不知道是不是旁边屋子出了什么幺蛾子,他们屋里好久都没动静,竹不羡不知道是官兵出去了,还是在等着他们出来,故一直站着等着,悔哉在他身后倚了一会改为蹲在地上,蹲了一会索性靠着墙坐着,最后睡着了。竹不羡比他谨慎的多,在心里掐着点数时辰,估摸着至少一天过去,饿的有些头晕时才碰碰悔哉,说我上去看看,若是有任何变化你就拉开这个环,一路注意脚下有这种凸起的地方走,我刚才说后面是八个门,其实八个门后面还有岔路,有些是想通的,能出去的只有这一条。

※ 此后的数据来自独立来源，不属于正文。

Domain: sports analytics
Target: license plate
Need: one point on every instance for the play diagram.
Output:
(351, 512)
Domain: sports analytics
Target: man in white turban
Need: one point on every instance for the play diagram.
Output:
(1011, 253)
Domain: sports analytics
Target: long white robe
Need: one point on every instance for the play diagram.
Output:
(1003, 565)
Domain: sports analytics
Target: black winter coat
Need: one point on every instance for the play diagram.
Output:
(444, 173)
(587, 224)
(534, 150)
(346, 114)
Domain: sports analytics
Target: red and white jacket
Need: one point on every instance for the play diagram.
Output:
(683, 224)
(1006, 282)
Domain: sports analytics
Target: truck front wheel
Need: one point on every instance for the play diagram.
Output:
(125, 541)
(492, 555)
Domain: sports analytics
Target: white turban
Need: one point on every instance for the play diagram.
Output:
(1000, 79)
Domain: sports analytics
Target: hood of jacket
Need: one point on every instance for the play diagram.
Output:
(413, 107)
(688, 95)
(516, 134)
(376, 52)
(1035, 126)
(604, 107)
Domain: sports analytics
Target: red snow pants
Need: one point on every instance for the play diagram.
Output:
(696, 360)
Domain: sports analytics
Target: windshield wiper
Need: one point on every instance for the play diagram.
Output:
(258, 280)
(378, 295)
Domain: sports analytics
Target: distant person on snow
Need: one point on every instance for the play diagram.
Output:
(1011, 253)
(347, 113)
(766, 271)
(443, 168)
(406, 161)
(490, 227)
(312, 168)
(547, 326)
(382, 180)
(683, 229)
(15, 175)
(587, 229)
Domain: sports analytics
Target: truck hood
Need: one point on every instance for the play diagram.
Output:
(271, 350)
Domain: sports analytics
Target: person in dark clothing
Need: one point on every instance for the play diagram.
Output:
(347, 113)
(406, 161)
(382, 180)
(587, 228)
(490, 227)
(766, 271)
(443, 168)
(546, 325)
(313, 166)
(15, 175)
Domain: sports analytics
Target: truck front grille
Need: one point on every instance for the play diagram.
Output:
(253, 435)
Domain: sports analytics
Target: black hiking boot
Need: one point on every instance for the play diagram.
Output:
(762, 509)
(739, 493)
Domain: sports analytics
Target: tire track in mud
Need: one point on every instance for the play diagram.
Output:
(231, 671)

悔哉拉着竹不羡的脚,“外面的人一定早就走完了,我们老老实实的出去就是,我困,不想窝在这样的地方了。”
“外面的人不一定走了,说不定正埋伏着等我们自己出去,你别冲动,待在这里等我。”
“笨蛋。”悔哉扶着自己膝盖躬着身站起来,“这个酒楼屋子这样多,这间屋子也没有特别之处,以当官做兵的性格,是不会做这种守株待兔的事情的,如果发现了机关一定早就冲了进来,如果没发现机关就一定去了别的屋子,要是最后什么都没发现,该继续往下追了,你那句话说的好,大象踩不死蚂蚁,因为他们从来不做这样的机关,所以也就想不透你们江湖的行事作风,他们找不到我。”
“你说的很有道理,可这也就是你自己的想法,我一定要查看清楚没有危险了再拉你上去。”
结果上面的情况还真和悔哉推测的一样,酒楼里又是人生鼎沸,满当当一屋子的江湖人,竹不羡把屋里的东西都摸过了,确定真的没官兵还留在酒楼了,才出门叫了一桌酒菜,酒楼的人就像白天没见着什么官兵一样,该怎么招呼他还怎么招呼他,所以当竹不羡把悔哉抱出来的时候,悔哉理所当然的坐在床上等竹不羡把饭端到他面前,还说我当真是念过书的,这下你信了吧。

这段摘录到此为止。